An essay map is a whole lot easier.  Once you have a good map it’s hard to write a bad essay.   It takes a bit longer at the start, but it saves you a time (and stress) overall.

How have you been taught to structure essays at school? STEEL, TEEL, PETAL, PEEL?

These are all slightly different versions of the same thing, and will help you write better paragraphs.  But what they don’t tell you is how to put those paragraphs together – it’s possible to write good paragraphs but a bad essay.

Think of the essay like a house, and the paragraphs as the rooms. You don’t usually build a house a room at a time, you plan the whole thing so that it all works together.  You need to know what you think about the topic, and then come up with a logical way to say it.

A fairytale house, rooms plonked everywhere

So what rooms are in your house?  Well a high school essay is usually 5 paragraphs: an introduction, 3 body paragraphs and a conclusion. 

And what holds them all together?  The contention/thesis statement/main argument.  Everything in the essay needs to help support that argument, or it shouldn’t be there.

The contention goes in the introduction, and summarises the argument you’ll be making in the essay.  What’s ESSENTIAL is that it addresses the essay topic or question clearly.  To check this I like to imagine that a friend is asking me the question, and I need to give them an answer they won’t think is weird. Let’s try this out with the essay topic we were working with in the last post:

Hunger Games essay topic

So, imagine your friend asks you “In the Hunger Games, do you think it’s the Capitol or the tributes who are really the bad guys?”, and you say “The Hunger Games are horrible, but Katniss is awesome”.  Even though you’re talking about the Hunger Games you haven’t answered their question at all, which is an odd thing to do in a conversation and a great way to fail an essay.

Instead, you could say “It’s deffo the Capitol”, or in essay-speak:

Despite the text centering around the battles in the arena of the Hunger Games, it is the politically repressive Capitol who is the true antagonist of the text.

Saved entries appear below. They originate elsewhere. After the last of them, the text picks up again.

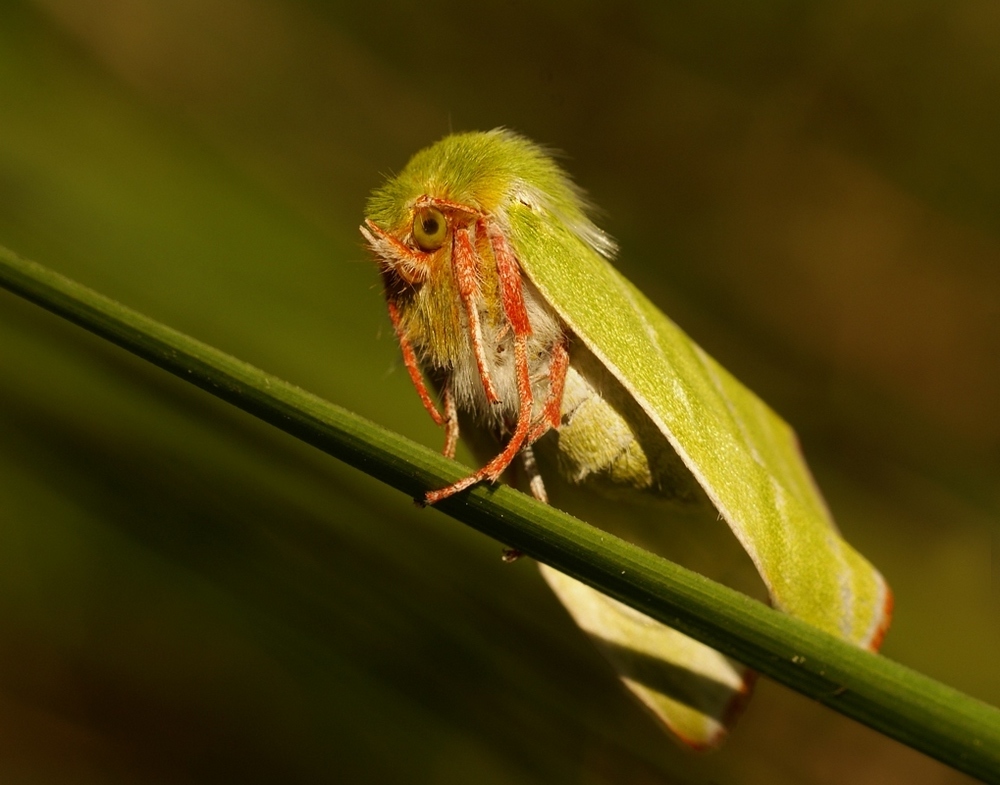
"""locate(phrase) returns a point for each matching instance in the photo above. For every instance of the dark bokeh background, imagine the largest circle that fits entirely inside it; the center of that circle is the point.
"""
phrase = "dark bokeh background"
(811, 190)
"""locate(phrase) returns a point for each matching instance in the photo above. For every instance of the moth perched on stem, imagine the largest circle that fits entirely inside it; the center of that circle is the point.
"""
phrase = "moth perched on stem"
(501, 293)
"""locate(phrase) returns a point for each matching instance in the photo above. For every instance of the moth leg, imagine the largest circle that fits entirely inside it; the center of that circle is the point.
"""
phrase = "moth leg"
(512, 297)
(492, 470)
(552, 413)
(464, 262)
(413, 368)
(450, 423)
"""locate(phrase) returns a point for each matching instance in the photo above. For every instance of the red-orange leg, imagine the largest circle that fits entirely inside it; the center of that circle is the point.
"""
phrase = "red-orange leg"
(465, 263)
(413, 368)
(492, 470)
(450, 423)
(512, 297)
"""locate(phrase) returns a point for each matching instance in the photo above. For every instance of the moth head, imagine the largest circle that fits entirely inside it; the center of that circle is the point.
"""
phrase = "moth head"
(422, 240)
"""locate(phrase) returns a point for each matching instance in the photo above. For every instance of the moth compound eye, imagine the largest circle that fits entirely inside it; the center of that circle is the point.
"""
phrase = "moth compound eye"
(429, 228)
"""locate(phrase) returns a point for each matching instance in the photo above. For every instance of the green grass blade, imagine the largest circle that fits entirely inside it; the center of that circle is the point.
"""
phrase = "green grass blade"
(904, 704)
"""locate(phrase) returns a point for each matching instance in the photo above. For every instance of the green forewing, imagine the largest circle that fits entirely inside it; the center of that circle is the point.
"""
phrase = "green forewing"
(744, 456)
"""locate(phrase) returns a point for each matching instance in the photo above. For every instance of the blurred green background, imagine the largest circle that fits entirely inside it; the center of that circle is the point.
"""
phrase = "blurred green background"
(811, 190)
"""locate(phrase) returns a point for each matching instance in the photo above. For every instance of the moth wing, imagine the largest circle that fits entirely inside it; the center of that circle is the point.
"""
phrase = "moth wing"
(693, 689)
(743, 455)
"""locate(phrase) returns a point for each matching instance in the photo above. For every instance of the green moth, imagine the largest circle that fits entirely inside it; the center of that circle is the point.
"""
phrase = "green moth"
(502, 296)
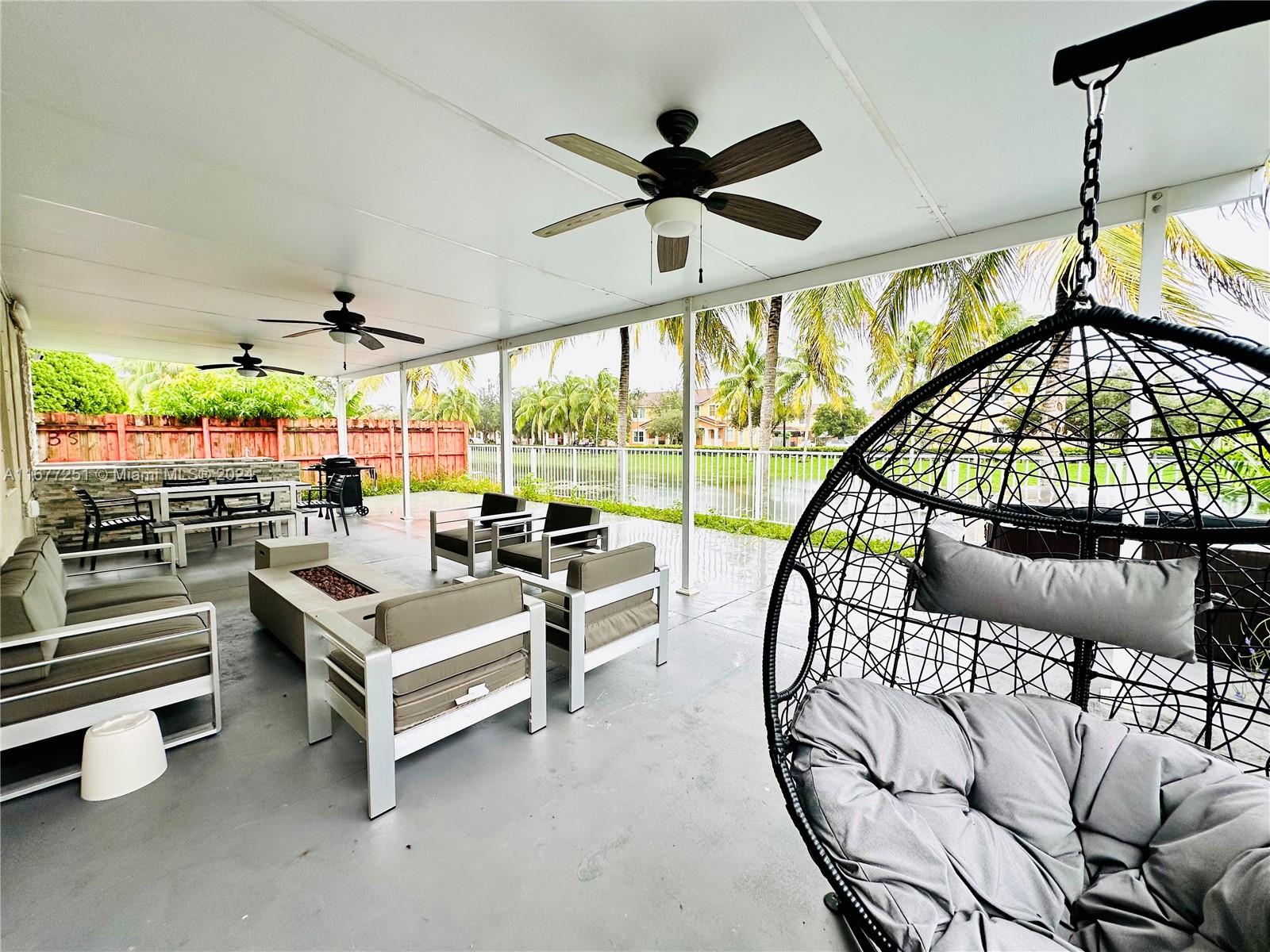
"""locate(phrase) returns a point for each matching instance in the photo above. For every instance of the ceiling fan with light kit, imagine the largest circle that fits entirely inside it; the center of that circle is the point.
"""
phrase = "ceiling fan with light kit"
(679, 184)
(347, 327)
(247, 365)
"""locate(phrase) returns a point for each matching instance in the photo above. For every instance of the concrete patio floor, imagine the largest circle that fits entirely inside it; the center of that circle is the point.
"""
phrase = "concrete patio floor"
(649, 819)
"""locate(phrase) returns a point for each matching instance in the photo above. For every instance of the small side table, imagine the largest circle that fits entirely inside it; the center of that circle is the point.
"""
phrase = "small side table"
(276, 552)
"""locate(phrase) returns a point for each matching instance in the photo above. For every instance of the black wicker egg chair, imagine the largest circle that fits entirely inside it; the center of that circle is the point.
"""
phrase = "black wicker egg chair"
(1094, 435)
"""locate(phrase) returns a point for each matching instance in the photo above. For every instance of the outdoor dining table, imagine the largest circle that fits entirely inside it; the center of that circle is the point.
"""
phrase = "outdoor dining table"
(164, 495)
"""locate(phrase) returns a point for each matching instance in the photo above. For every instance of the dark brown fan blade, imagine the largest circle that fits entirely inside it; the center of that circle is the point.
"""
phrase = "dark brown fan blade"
(672, 254)
(759, 155)
(395, 334)
(768, 216)
(602, 154)
(577, 221)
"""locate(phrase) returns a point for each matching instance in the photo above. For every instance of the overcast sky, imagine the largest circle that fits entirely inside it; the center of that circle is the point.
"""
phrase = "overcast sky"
(652, 367)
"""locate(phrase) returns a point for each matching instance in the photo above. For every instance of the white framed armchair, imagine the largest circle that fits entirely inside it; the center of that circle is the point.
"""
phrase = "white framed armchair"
(609, 605)
(464, 532)
(425, 666)
(544, 545)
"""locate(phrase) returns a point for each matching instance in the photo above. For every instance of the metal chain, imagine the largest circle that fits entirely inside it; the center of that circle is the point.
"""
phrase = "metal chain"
(1091, 190)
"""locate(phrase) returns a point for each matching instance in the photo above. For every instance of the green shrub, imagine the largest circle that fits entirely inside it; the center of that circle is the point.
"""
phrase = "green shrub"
(446, 482)
(65, 382)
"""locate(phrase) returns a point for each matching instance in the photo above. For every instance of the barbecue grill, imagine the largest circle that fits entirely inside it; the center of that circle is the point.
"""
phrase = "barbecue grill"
(336, 465)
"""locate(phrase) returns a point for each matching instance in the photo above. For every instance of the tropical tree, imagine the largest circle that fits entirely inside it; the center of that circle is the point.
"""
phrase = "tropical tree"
(423, 384)
(457, 404)
(63, 381)
(601, 404)
(533, 409)
(143, 378)
(741, 393)
(907, 362)
(972, 290)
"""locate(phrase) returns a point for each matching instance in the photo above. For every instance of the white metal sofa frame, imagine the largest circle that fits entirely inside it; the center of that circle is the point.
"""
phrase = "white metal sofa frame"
(384, 748)
(36, 729)
(577, 603)
(554, 562)
(479, 532)
(281, 517)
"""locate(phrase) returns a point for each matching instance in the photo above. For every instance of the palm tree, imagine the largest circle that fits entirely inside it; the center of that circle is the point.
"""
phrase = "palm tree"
(459, 404)
(907, 363)
(567, 405)
(601, 403)
(423, 384)
(144, 378)
(533, 409)
(972, 289)
(741, 393)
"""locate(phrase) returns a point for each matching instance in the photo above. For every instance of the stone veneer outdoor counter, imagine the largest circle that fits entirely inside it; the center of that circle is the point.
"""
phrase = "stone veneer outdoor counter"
(63, 517)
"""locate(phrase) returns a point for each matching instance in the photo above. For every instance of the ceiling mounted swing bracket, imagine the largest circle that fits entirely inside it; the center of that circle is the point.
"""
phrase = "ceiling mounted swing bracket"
(1172, 29)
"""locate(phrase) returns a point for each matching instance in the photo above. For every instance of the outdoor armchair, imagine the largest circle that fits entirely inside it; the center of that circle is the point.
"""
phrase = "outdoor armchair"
(545, 543)
(423, 666)
(609, 605)
(71, 657)
(464, 532)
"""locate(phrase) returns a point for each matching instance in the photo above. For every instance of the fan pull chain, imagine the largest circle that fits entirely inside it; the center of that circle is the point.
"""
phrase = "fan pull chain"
(702, 244)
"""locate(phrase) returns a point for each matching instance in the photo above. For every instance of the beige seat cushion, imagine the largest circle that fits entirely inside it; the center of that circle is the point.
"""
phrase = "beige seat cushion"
(529, 556)
(48, 550)
(600, 570)
(456, 539)
(182, 651)
(102, 612)
(125, 593)
(29, 603)
(418, 706)
(423, 616)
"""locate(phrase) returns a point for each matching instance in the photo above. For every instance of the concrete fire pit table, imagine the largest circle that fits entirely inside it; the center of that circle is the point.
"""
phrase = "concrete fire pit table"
(281, 600)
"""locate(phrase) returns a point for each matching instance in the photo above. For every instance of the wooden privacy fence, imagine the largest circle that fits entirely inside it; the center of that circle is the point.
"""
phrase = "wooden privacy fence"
(435, 446)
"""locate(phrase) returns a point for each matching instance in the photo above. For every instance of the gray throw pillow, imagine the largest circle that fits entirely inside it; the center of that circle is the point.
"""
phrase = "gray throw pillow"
(1138, 605)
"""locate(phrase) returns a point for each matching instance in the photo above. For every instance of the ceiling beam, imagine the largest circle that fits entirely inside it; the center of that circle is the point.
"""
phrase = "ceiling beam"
(1191, 196)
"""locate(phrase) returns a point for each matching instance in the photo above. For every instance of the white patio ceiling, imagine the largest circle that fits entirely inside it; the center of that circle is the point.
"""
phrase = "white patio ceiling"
(173, 171)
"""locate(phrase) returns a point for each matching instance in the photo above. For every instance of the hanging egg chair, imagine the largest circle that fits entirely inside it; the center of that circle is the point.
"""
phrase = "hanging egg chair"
(1096, 437)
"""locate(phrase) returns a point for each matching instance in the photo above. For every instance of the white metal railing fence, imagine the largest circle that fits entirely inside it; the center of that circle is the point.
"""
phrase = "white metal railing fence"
(729, 482)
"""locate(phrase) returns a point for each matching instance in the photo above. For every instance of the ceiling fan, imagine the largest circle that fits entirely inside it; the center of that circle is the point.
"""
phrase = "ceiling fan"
(247, 365)
(677, 179)
(347, 327)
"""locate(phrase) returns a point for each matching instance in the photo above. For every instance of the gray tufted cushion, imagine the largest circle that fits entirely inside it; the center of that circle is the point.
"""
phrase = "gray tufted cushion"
(975, 822)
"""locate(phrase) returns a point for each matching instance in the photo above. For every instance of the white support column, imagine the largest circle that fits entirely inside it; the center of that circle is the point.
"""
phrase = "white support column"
(1151, 279)
(690, 443)
(506, 433)
(406, 444)
(341, 418)
(1155, 217)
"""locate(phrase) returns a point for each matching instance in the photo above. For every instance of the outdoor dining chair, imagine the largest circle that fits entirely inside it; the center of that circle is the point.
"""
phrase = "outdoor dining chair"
(245, 505)
(194, 508)
(97, 520)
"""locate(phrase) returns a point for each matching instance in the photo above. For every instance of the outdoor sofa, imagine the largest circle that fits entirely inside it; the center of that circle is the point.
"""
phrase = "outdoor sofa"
(464, 532)
(544, 545)
(423, 666)
(73, 655)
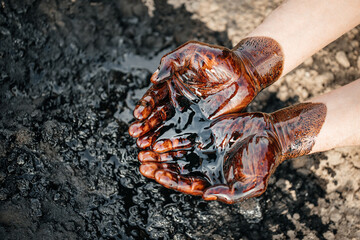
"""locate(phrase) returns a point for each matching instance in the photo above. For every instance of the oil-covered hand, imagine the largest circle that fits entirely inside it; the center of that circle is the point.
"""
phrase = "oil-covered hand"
(218, 79)
(231, 158)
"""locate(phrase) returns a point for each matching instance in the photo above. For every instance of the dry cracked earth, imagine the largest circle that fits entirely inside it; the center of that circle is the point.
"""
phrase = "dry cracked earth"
(70, 74)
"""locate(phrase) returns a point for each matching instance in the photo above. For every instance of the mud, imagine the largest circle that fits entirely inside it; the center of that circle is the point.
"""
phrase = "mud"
(70, 75)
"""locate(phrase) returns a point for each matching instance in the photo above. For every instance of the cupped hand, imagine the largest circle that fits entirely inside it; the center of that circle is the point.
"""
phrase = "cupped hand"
(232, 157)
(229, 159)
(217, 79)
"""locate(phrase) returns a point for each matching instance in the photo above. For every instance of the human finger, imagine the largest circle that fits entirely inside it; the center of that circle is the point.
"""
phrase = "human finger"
(150, 100)
(146, 140)
(166, 145)
(148, 169)
(187, 184)
(151, 156)
(162, 113)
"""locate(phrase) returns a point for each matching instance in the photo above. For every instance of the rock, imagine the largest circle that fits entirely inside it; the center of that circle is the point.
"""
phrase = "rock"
(324, 78)
(309, 61)
(283, 93)
(335, 217)
(291, 234)
(329, 235)
(342, 59)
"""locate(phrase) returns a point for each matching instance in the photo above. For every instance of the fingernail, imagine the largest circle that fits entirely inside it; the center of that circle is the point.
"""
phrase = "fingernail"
(148, 170)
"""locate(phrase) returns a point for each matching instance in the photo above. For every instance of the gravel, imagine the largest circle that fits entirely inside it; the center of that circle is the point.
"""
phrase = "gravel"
(70, 75)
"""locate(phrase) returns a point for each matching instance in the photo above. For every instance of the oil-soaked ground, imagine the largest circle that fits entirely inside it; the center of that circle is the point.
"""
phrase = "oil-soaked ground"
(70, 74)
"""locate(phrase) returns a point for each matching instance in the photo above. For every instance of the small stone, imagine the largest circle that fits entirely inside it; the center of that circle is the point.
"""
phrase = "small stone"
(283, 93)
(335, 217)
(342, 59)
(309, 61)
(334, 158)
(324, 78)
(291, 234)
(329, 235)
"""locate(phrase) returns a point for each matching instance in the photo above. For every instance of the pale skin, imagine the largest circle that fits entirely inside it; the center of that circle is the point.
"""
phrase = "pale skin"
(301, 28)
(342, 124)
(321, 22)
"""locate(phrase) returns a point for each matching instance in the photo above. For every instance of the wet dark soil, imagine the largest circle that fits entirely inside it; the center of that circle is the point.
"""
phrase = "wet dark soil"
(70, 75)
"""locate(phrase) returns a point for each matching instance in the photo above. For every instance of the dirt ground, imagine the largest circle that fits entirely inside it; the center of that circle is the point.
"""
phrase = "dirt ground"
(70, 75)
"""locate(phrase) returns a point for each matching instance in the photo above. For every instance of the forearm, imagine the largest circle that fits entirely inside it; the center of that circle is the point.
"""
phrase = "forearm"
(302, 27)
(342, 124)
(320, 124)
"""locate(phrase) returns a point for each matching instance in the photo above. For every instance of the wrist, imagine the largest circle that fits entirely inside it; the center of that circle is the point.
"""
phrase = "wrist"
(298, 127)
(263, 59)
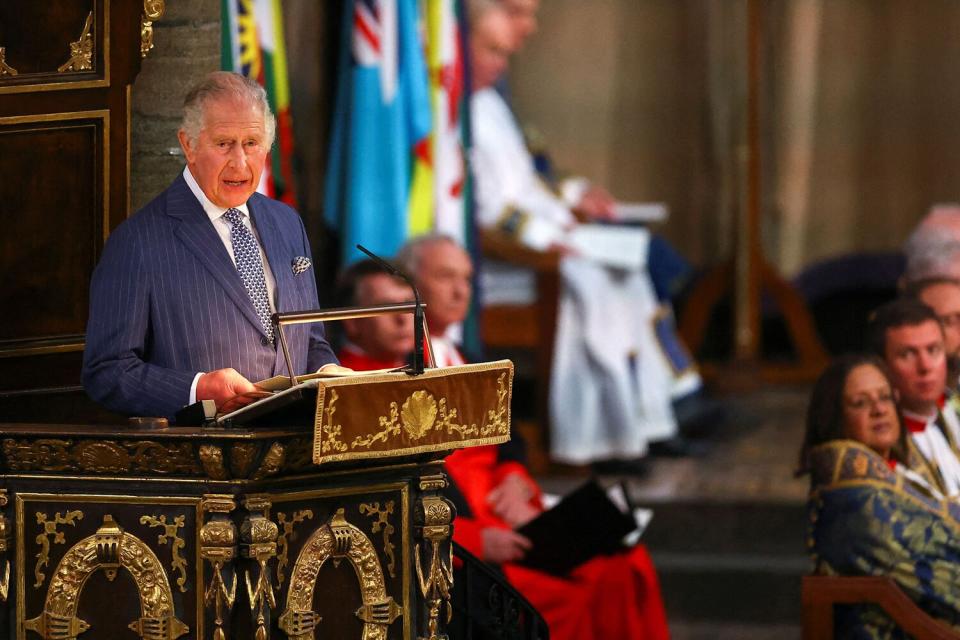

This answers the question directly, and clearly states what you will be arguing overall.   We can do even better though. Let’s look at the brainstorm we did on this topic in the last post:

Hunger Games essay brainstorm

With a bit of thought we can take these ideas and figure out how we are going to prove that the Capitol is the true antagonist, and then we can include that in our contention, like this:

Despite the text centering around the battles in the arena of the Hunger Games, it is the politically repressive Capitol who is the true antagonist of the text. The Capitol controls the citizens of Panem, and treats them with extreme cruelty. The tributes have few choices, and are deeply affected by the Hunger Games.

This now summarises what we will be arguing in the body paragraphs, and sets up the whole structure of the essay. Usually a contention is one or two sentences long, although it can be three as it is in this example. A great place to put it is at the end of your Introduction.